This docs describes how to download raw data, generate interaction trajectories, and filter and post-processing them for model training. Please refer to the paper for more details.
# Clone Repository and Submodules
git clone https://github.com/xingyaoww/code-act
git submodule update --init --recursive
# Setup environment
conda env create -f environment.yml
# Download raw dataset (it will download data for differet tasks to `data/raw`)
scripts/data/interaction/download_raw_data.sh
# Process datasets
python3 scripts/data/interaction/process_APPS.py
python3 scripts/data/interaction/process_hotpotQA.py
python3 scripts/data/interaction/process_MATH.py
python3 scripts/data/interaction/process_WikiTableQuestions.py
CodeAct uses MINT's framework for trajectory generation (mint/
). You need to be able to get into the docker environment for MINT's code execution OR setup a conda environment following MINT's repo https://github.com/xingyaoww/mint-bench.
# Use docker env (please check https://github.com/xingyaoww/mint-bench for conda instruction)
./scripts/data/interaction/collection/run_mint_docker_interactive.sh
# Once in the docker environment
./scripts/data/interaction/collection/run.sh
scripts/data/interaction/collection/run.sh
uses configuration files defined in mint/data_gen_configs
. You can refer to this for more information about config files. You can change the config file to suit your need.
The generated trajectories will be saved to data/outputs/<MODEL_NAME>
by default. Please refer to scripts/data/interaction/collection/convert_outputs.ipynb
about how to convert outputs into trajectories. Once done, you will have a folder under data/trajectories/
for the next step.
You can optionally running these post-processed trajectories (e.g., harder instances) on GPT-4: you can put the trajectory directory in the corresponding data generation configuration file (e.g., mint/data_gen_configs/gpt-4-0613/F=None/max5_p2+tool+cd/code_generation/APPS/train.json
) for running the next data generation task.

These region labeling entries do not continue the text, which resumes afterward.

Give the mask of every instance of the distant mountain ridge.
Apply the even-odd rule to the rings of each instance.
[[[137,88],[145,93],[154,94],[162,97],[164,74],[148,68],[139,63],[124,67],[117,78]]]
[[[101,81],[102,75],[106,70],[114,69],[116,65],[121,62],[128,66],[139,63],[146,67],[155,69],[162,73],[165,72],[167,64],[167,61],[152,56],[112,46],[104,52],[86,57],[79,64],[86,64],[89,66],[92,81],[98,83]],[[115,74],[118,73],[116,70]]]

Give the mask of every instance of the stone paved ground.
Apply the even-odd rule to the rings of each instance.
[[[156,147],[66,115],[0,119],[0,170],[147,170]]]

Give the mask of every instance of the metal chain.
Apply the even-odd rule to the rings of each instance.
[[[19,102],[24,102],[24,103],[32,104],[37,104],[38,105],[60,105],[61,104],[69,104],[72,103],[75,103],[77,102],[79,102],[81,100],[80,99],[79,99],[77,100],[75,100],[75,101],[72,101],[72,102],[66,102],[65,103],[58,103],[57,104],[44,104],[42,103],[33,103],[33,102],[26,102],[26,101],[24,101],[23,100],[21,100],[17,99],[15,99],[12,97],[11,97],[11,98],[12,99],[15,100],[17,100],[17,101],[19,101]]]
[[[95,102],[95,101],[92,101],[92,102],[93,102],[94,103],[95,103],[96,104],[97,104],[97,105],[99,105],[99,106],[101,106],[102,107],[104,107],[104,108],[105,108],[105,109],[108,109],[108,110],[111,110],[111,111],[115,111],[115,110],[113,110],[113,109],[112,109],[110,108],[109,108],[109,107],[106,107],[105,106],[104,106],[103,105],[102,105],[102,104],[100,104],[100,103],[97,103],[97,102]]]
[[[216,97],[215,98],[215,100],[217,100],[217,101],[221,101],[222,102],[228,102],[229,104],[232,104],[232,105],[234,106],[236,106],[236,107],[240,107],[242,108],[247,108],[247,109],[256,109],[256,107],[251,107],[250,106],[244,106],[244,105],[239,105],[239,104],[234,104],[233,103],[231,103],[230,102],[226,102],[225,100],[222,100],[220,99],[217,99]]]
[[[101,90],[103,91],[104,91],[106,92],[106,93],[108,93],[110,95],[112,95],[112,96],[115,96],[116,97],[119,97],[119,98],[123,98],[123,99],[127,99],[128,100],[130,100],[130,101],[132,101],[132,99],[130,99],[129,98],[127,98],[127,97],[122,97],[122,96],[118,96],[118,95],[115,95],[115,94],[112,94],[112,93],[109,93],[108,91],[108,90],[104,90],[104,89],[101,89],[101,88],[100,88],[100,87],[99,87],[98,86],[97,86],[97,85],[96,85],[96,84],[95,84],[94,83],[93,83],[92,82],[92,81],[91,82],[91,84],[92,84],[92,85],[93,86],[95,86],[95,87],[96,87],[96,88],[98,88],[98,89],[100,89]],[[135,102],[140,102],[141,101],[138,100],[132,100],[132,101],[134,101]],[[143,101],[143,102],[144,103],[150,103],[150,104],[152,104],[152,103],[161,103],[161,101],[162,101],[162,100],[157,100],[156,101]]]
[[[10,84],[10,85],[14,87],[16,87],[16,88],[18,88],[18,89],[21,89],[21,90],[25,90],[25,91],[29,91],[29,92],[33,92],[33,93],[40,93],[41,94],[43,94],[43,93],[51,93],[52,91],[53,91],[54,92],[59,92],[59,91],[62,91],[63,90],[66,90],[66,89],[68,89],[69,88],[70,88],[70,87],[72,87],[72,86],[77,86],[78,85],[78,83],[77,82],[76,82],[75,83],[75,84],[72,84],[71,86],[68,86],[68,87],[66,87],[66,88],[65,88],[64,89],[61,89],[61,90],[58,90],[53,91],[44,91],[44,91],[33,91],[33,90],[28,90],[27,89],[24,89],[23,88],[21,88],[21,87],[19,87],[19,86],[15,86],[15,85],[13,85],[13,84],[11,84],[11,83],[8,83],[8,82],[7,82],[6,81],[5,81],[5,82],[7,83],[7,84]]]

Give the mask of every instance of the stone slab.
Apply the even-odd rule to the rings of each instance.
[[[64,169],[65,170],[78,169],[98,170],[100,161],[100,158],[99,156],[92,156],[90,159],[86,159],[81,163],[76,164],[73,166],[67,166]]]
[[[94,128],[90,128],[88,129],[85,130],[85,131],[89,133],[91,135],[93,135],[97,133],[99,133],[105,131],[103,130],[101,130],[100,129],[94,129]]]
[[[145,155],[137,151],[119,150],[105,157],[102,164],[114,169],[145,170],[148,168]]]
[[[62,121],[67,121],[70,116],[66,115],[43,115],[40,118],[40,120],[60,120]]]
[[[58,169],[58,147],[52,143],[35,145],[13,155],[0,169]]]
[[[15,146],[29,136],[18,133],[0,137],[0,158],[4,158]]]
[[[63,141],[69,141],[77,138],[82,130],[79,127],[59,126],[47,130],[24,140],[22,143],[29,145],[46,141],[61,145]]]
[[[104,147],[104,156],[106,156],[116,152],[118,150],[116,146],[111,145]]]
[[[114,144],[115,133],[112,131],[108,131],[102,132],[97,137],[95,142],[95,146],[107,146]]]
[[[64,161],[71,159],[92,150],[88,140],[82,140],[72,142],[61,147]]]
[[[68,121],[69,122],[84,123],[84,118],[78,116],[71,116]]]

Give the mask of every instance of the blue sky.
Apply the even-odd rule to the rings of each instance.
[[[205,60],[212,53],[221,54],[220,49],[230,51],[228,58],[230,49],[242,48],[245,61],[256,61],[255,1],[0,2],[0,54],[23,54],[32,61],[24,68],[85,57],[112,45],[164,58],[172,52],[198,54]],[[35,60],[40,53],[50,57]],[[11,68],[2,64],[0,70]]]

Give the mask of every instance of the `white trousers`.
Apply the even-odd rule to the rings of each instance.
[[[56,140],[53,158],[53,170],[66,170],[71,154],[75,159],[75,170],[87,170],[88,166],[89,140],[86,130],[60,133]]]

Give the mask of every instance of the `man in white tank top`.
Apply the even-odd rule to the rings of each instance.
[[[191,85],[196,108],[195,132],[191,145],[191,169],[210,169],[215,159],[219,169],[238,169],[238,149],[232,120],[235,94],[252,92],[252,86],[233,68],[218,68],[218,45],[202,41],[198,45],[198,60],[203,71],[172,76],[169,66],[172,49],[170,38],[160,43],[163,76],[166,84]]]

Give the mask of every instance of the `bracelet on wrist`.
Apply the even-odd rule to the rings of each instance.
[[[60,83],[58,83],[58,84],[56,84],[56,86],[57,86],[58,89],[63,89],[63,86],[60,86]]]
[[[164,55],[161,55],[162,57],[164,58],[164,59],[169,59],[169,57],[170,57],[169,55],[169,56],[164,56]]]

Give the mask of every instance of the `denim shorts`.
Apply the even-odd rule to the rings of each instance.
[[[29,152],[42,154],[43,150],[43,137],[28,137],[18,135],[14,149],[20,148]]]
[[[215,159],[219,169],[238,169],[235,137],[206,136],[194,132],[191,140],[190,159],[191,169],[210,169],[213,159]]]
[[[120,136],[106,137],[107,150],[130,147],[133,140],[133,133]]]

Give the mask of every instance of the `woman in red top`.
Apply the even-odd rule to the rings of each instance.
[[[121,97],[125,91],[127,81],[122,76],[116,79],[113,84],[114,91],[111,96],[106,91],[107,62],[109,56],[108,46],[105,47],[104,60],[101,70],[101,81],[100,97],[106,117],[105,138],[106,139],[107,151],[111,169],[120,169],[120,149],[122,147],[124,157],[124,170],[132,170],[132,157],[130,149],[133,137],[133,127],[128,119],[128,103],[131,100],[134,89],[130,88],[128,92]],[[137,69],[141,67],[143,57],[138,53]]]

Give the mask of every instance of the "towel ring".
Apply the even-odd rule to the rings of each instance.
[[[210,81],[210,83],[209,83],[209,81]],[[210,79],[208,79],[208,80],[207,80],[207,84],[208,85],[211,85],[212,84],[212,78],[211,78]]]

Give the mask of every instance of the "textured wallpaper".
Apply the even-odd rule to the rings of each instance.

Use scripts/data/interaction/collection/process_trajectories.ipynb
by putting data/trajectories/*
folder as input to process your generated data into instances (e.g., data/datasets/nov2_gpt4hard411.jsonl
) ready for training.
Each line of the output is in the format of:
{
"id": "XXX",
"conversations": [
{"role": "system", "content": "XXX"},
{"role": "user", "content": "XXX"},
{"role": "assistant", "content": "XXX"}
// ...
]
}
Please refer to docs/MODEL_TRAINING.md
for details of model training.
scripts/data/analyze_dataset.ipynb
: You can use this notebook to analyze the number of tokens per dataset.